Cutting through the Orwellian Newspeak* of the media, this means that the people of Greece, Italy, and Argentina must pay for the mistakes of bankers and corrupt governments, suffering higher taxes, unemployment, lower wages and pensions, and a deterioration in public healthcare, education, and infrastructure.

So, whenever there is a public debt crisis, "We the People" must pay for it.

­Adrian Salbuchi is a political analyst, author, speaker and radio/TV commentator in Argentina

However, when in September 2008a private debt crisis exploded due to the derivatives swindle which buried Lehman Brothers, Merrill Lynch, AIG and many other private institutions, the US and other governments came to the rescue of the bankers, providing bailouts for banks "too big to fail" (Newspeak for too powerful to fail). They saved the likes of CitiCorp, Bank of America, JPMorgan Chase, Goldman Sachs with…. taxpayers money (TARP), and by having the FED (hyper)inflate the US dollar (know in Newspeak as "Quantitative Easing I, II and III"), which means passing a huge chunk of the cost of those bailouts on to the Rest of the World using the US dollar as global currency.

So again, irrespective of whether debt collapses are public or private, it is always "We the People" who pay because, under the current system, all profits are privatized and all losses are socialized.

But let us go back to Messrs Monti and Papademos. They sit on the Trilateral Commission together with hundreds of corporate chairmen and CEOs such as Ana Botin (Bank Banesto/Santander, Spain), Peter Sutherland (Goldman Sachs/BP, UK), Michel David-Weill (Lazard Bank, France), Jurgen Fitschen (Deutsche Bank, Germany), Stephen Green (HSBC, UK), Nigel Higgins (Rothschild Group, UK), Lord Guthrie (N M Rothschild, UK), Klaus-Peter Müller (Commerzbank, Germany), Dieter Rampl (UniCredito, Italy), Otto Ruding (CitiCorp Europe), Lord Simon of Highbury (Morgan Stanley, UK), Emilio Ybarra (BBVA, Spain), Robert Kelly (Bank of NY Mellon) Lord Brittan (UBS, UK), Robert Zoellick (World Bank), plus Timothy Geithner, Henry Kissinger and many, many others…
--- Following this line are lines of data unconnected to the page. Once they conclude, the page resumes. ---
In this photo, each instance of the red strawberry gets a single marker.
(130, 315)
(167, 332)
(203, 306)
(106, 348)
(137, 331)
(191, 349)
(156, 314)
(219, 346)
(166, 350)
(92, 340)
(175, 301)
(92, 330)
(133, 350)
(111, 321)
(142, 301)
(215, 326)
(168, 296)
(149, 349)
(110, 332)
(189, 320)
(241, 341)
In fact, the Trilateral Commission articulates with the powerful Council on Foreign Relations (New York), Chatham House (London) and many other think-tanks forming an intricate web of private global power-brokers bringing together key players in finance, industry, media, government, academia, intelligence and the military, who run today's global system focusing on their interests, and clearly not on those of "We the People."

No doubt Messrs Papademos and Monti will do everything necessary to ensure Italy and Greece do not default on their debts – but rather that their peoples endure all the hardship, undergo all the pain, and make all the sacrifices so that major bankers sitting on the Trilateral can all get their money back. Those who should never have made loans to Greece and Italy (and Argentina and Portugal…) the way they did.